Implantation et statut
Le Musée national des Comores occupe un bâtiment de la période coloniale situé boulevard Karthala, au sud du centre de Moroni. L’adresse figure dans des répertoires culturels, et les vues accessibles en ligne confirment l’implantation urbaine en léger surplomb, à proximité de l’axe côtier.
Ouvert en 1989, l’équipement relève du Centre national de documentation et de la recherche scientifique (CNDRS), avec quatre salles d’expositions thématiques. Ce cadrage institutionnel éclaire l’usage « public » d’un édifice d’origine domestique.
Typologie : une grande maison à galerie périphérique
L’édifice est une maison à deux niveaux organisée autour d’une galerie périphérique couverte au dernier étage : une typologie courante dans l’architecture coloniale tropicale, pensée pour ventiler, ombrer et circuler à l’abri. La photographie de référence montre une coursive continue portée par des colonnes régulières, une balustrade à balustres pleins et une toiture à pans débordante, couverte de tôle.
Au rez-de-chaussée, des travées ouvertes alternent avec des baies protégées par des grilles métalliques, tandis que l’étage accueille les espaces principaux sous la galerie. Ces choix architecturaux répondent directement à la chaleur, aux pluies saisonnières et à la nécessité de capter les vents.
Élément-clé n°1 : la galerie comme outil climatique
La galerie courante joue trois rôles :
- Thermique : elle met la façade à l’ombre et limite le rayonnement direct sur les murs porteurs.
- Aéraulique : elle favorise la ventilation croisée des pièces, la brise se chargeant de rafraîchir murs et sols. Ce flux naturel limite également l’humidité stagnante.
- Fonctionnel : elle offre une circulation extérieure continue, utile pour un musée (flux de visiteurs) et, historiquement, pour la vie domestique.
Dans les régions swahilies et sur les façades littorales d’Afrique de l’Est, ce dispositif de pièces sous galerie est un invariant climatique, que l’on retrouve dans les architectures locales en pierre de corail et dans les adaptations européennes. (Contexte régional sur la pierre de corail et l’architecture côtière.)

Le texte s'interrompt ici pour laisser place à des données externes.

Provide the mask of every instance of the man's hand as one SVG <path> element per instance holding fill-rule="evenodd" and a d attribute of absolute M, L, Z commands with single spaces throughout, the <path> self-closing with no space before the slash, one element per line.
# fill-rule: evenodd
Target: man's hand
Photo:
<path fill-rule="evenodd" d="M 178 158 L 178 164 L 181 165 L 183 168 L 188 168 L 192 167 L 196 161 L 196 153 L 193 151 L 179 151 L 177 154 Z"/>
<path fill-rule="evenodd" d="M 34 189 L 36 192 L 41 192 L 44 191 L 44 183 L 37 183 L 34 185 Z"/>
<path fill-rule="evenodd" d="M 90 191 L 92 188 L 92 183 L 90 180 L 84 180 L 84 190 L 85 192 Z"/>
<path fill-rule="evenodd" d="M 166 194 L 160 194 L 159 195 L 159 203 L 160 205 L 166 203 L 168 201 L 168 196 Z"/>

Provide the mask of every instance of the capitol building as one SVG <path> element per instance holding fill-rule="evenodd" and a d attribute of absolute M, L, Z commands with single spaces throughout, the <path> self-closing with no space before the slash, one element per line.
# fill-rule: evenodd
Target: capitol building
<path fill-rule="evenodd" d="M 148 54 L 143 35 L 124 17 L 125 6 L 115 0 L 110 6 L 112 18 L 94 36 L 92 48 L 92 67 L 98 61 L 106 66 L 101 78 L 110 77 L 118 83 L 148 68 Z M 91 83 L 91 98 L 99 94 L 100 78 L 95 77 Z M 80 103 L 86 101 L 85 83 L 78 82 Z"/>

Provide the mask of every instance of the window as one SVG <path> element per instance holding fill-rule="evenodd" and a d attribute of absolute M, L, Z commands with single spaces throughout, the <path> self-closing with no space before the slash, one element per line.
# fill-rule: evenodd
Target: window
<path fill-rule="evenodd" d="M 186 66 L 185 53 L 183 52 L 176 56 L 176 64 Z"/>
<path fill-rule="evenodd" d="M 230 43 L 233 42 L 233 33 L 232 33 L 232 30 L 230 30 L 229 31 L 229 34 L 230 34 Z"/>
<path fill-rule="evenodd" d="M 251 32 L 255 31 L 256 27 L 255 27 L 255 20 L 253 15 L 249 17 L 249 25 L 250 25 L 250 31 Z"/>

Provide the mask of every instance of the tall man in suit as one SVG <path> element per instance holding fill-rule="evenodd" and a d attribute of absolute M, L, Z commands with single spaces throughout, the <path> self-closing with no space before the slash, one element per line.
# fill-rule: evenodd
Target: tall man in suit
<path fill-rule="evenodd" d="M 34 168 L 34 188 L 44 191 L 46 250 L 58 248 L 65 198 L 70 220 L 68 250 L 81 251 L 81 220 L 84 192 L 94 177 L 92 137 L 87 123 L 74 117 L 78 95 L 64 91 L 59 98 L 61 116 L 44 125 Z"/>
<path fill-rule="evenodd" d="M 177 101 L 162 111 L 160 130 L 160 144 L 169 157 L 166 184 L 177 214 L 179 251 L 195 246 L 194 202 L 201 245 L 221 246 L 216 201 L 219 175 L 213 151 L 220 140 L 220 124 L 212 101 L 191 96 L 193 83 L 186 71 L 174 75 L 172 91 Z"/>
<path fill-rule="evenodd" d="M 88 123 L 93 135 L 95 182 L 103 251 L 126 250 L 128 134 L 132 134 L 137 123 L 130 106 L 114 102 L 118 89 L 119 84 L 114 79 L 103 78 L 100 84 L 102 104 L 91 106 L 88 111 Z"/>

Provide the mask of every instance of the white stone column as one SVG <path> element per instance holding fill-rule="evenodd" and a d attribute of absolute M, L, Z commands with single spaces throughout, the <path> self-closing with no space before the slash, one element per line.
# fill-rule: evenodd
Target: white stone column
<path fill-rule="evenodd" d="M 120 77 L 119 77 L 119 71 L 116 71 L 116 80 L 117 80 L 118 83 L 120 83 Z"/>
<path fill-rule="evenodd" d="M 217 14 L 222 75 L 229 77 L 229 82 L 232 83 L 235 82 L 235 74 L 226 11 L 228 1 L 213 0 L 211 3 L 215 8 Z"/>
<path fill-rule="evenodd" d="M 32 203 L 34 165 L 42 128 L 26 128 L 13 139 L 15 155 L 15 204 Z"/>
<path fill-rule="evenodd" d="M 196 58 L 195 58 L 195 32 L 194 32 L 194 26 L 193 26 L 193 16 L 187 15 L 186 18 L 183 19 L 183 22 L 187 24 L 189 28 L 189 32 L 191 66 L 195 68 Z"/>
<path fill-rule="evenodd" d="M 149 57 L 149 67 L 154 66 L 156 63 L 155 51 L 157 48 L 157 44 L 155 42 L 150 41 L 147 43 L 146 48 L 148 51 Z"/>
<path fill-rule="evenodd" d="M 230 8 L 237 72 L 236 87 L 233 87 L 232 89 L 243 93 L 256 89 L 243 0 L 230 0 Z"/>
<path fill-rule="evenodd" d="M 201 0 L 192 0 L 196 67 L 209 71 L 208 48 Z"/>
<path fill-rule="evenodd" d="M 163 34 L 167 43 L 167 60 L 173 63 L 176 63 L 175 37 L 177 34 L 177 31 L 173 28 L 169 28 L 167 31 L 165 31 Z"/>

Élément-clé n°2 : structure massive et sobriété ornementale
La maçonnerie enduite et la sobriété des élévations traduisent une recherche de durabilité et de maintenance facile : volumes pleins, percements mesurés, ornement limité aux balustres et à l’alignement des colonnes. La lisibilité structurelle (poteaux réguliers, rythme des travées) facilite la réversibilité des usages (habiter hier, exposer aujourd’hui) et le contrôle des désordres (fissures, eaux ruisselées). Ces choix, encore visibles, sont caractéristiques des maisons coloniales tropicales « de fonction ».
Transformation en musée : réemploi et flux
Le passage à l’usage muséal a tiré parti de l’existant :
- Parcours : la galerie sert naturellement de déambulation entre les salles.
- Programmation : quatre salles thématiques occupent le cœur du volume (volcanologie, histoire et arts, océanographie, anthropologie sociale), avec des annexes au rez-de-chaussée.
- Accès : l’implantation sur le boulevard assure la lisibilité et la desserte.
Repères utiles
- Nom : Musée national des Comores (Le musée national des Comores)
- Localisation : Moroni, boulevard Karthala
- Mise en service comme musée : 1989
- Tutelle : CNDRS
- Thématiques des collections : histoire et arts ; volcanologie et sciences de la Terre ; océanographie et sciences naturelles ; anthropologie sociale.